In France and Belgium the English forces suffered less from typhoid than did the French. Why? The French were equally "protected." Sir Malcolm Morris and Captain J. Stanley Arthur both stated that the English sanitary conditions were better. Filth and sewage water laughed at the vaccine and the soldiers suffered and died in spite of their "protection." The vaccine could not make uncleanliness safe any more than smallpox vaccine could do so in the war of 1870, or in India.
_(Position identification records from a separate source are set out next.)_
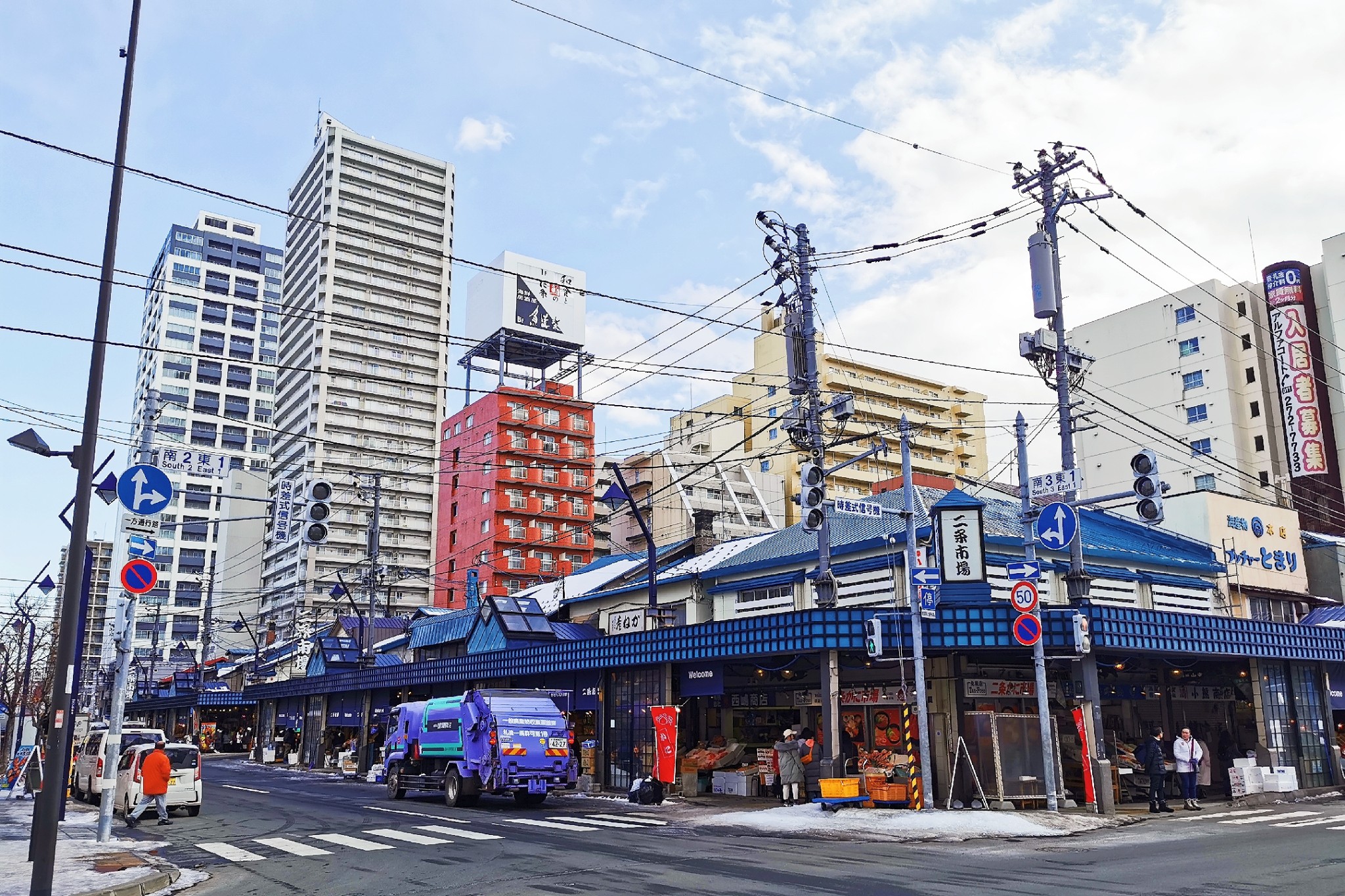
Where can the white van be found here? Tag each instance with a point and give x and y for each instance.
(185, 789)
(88, 777)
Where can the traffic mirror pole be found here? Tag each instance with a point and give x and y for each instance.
(60, 723)
(1039, 651)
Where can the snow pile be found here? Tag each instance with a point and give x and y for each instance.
(900, 824)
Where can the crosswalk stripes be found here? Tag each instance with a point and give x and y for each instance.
(231, 852)
(1261, 819)
(539, 822)
(405, 836)
(636, 817)
(1227, 815)
(458, 833)
(595, 820)
(1309, 822)
(354, 843)
(292, 847)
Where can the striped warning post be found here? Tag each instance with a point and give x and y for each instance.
(915, 788)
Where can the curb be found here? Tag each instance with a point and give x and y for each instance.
(142, 887)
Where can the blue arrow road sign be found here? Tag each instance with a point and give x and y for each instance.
(1024, 571)
(144, 489)
(1057, 526)
(927, 575)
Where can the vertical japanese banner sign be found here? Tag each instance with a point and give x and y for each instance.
(1090, 796)
(665, 743)
(1293, 327)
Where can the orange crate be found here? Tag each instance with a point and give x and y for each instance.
(837, 788)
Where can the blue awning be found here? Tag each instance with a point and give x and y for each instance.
(761, 582)
(1178, 581)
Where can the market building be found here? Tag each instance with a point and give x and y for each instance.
(736, 639)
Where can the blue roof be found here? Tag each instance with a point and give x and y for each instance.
(1105, 536)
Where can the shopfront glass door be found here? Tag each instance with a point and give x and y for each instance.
(630, 735)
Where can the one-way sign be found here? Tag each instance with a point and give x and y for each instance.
(1024, 571)
(927, 575)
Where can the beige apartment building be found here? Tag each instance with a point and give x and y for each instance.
(950, 436)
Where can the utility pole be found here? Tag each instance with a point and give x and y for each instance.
(1039, 652)
(908, 503)
(58, 726)
(124, 641)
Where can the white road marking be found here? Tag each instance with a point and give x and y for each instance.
(1227, 815)
(600, 822)
(458, 832)
(292, 847)
(539, 822)
(1308, 824)
(231, 852)
(405, 836)
(354, 843)
(643, 820)
(418, 815)
(1259, 819)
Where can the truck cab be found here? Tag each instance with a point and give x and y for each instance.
(491, 740)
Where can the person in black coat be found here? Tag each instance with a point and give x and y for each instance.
(1152, 757)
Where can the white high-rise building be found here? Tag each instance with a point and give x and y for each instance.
(211, 324)
(365, 363)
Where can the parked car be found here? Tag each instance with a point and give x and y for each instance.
(88, 775)
(185, 788)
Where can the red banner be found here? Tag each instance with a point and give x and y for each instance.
(1090, 797)
(665, 743)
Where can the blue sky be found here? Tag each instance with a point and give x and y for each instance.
(580, 151)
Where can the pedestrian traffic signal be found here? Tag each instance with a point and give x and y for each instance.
(1083, 641)
(318, 512)
(811, 495)
(1147, 488)
(873, 637)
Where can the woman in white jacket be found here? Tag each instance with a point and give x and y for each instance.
(1189, 756)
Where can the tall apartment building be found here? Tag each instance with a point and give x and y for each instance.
(211, 322)
(96, 618)
(950, 436)
(516, 499)
(740, 501)
(363, 344)
(1197, 364)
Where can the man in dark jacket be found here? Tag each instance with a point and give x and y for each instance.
(1151, 754)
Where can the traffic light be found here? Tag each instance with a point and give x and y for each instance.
(318, 512)
(1083, 643)
(873, 636)
(811, 495)
(1147, 488)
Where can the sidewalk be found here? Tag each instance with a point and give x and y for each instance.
(84, 865)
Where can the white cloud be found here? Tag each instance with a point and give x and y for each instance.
(635, 200)
(475, 135)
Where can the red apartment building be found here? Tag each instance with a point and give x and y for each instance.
(516, 496)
It is now everywhere admitted that the decline of typhoid fever, along with typhus, cholera, bubonic plague, yellow fever, etc., has been due to hygiene and sanitation. The serum is pushed for commercial reasons only.

CARE OF THE PATIENT: The care of the typhoid patient should now be apparent to the student.

Rest in bed in a well lighted; well ventilated room, with all unnecessary noise and distraction kept away from the patient. A daily warm sponge bath for cleanliness is essential. If it is winter a hot water bottle should be kept at the patients feet.

Absolutely no food except water should pass the patients lips until several days after all acute symptoms are gone.

No drugs of any kind should be employed. No purging; no sustaining" the heart, no controlling the fever and no checking of the bowels should be allowed, Hydrotherapy also should be avoided.

Let the patient alone and he will get well. Feed him and drug him and he may and may not pull through. In the first instance he will be comfortable in three days and out of bed in from seven days to fourteen days. In the second instance he will not be comfortable at any time and will do well to get out of bed in several weeks.

Where hemorrhage occurs, the foot of the bed should be elevated and absolute rest and quiet. No one should be allowed to speak to the patient and no mad-cap endeavors to restore or "sustain" the patient should be resorted to. Hemorrhage will be extremely rare if the case is not stuffed and drugged.